The playbook that has worked for the BJP against the Congress is not working against the AAP. The AAP is not a 137 year old party with historical baggage and an indecisive leadership.

Revealing your mind

Making a bad situation worse, the BJP has gone after AAP in Gujarat in a way that suggests the BJP is rattled by them. This disproportionate response is giving non-BJP voters in Gujarat the signal that this election is BJP vs AAP. That’s exactly the signal the BJP needed to avoid. The BJP needed the election to be BJP vs moribund Congress, letting the AAP silently cut votes.

The raids and arrests in the alleged excise scam in Delhi and Punjab have come on the eve of the Gujarat elections, thus giving the signal that the BJP is worried about AAP. Even if the purpose of this legal action was only to cut off AAP’s funding, it should have come much earlier or waited till the Gujarat results.

We have seen how the AAP sounds almost eager to see Manish Sisodia arrested in the alleged excise scam, in contrast to opposition leaders who calm down at the thought of jail. But AAP is different: they are brazen because they understand the language of power.

Delhi Deputy Chief Minister Manish Sisodia
Manish Sisodia of the AAP is on record saying BJP is pressuring Delhi government officials Image Credit: ANI

Under-estimating a disrupter

The first mistake the BJP made in dealing with the AAP is that they underestimated them after 2014. The BJP thought the AAP is just a Delhi party, unable to even replicate their success in Delhi’s municipal elections in 2017, the same year when the blew their chance at winning Punjab.

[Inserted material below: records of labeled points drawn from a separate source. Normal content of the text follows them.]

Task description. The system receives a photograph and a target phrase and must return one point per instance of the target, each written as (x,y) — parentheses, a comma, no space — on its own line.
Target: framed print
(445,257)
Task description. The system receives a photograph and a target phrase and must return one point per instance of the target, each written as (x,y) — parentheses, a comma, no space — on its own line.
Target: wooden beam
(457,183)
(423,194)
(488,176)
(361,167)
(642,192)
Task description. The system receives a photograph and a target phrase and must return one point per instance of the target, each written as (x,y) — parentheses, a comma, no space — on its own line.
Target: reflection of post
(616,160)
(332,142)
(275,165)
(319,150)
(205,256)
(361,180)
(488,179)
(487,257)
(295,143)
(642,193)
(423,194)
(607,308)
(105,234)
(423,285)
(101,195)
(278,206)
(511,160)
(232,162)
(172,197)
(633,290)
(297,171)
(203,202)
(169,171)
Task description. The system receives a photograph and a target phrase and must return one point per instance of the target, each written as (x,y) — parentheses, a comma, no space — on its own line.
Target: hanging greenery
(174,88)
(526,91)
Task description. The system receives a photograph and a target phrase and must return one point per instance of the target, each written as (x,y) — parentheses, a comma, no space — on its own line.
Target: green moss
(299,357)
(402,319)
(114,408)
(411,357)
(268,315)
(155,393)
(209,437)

The second mistake was that they thought that can contain the AAP merely through the office of the Lt Governor of Delhi, by curbing the elected government’s powers as Delhi is only half a state. This only freed up the Kejriwal government. With little work and responsibility, they focus on politics and propaganda. The administrative restrictions didn’t stop them from a selling a ‘Delhi model’ of governance.

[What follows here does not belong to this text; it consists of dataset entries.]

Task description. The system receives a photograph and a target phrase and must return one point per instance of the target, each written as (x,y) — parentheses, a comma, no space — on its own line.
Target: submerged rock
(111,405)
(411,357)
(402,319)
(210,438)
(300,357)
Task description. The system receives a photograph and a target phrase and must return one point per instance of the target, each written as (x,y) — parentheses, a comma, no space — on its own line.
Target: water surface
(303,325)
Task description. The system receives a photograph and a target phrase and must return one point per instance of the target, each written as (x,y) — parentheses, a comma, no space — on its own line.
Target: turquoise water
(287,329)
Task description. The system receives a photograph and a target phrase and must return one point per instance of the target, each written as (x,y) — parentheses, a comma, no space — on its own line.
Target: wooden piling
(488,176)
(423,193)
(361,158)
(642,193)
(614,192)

The third mistake was that the BJP has done very little to expose the hollowness of this Delhi model of governance. The BJP today seems to be more interested in attacking the AAP for “freebies” as if Indian voters are expected to say ‘No I don’t want freebies’. When the BJP itself boasts about giving free cooking gas cylinders, ration, housing, toilets and what not, how can it possibly oppose free electricity by AAP?

What the BJP needed to have done better is to expose the false claims by AAP in Delhi. How can a party with very little power claim to have come up with a whole new ‘model’ of governance?

For example, the BJP could have made a big campaign out of the underperforming students who are kicked out of Delhi government schools because if they fail the board exams they might spoil the AAP’s ads claiming how well their students do.

The BJP could have attacked the AAP on failing to do anything about air pollution in Delhi, asking why they no longer advocate ‘odd-even’ car rationing given that they claim it was a success? Why don’t they do a big protest asking Kejriwal to resign over air pollution?

BJP needs Congress to stop AAP

The BJP will say it does all of the above, but it gets little traction because the Delhi unit of the BJP is particularly bad. The joke within the BJP is that even their Tamil Nadu unit is better than their Delhi unit. The BJP has failed to produce a strong Delhi city leader who would appear better than Arvind Kejriwal. The Delhi BJP needs a face who can marry a mass appeal with an urban bent.

The Aam Aadmi Party is a disrupter and the BJP is now the establishment. Big companies poach start-ups or at least their talent. The BJP poaches leaders from old establishment parties like the Congress. It is a mystery why the BJP has failed to poach leaders from the AAP, which is anyway a party of two and a half men.

Perhaps the biggest mistake the BJP has made with AAP is that they have created space for them by weakening the Congress to the point of near-death.

Today, the BJP needs the Congress to do well if it has to stop a potential disruption by AAP in national politics. This means the BJP should take the Congress seriously, rather than unleashing the agencies.

How about the BJP president having tea with the new Congress president for starters?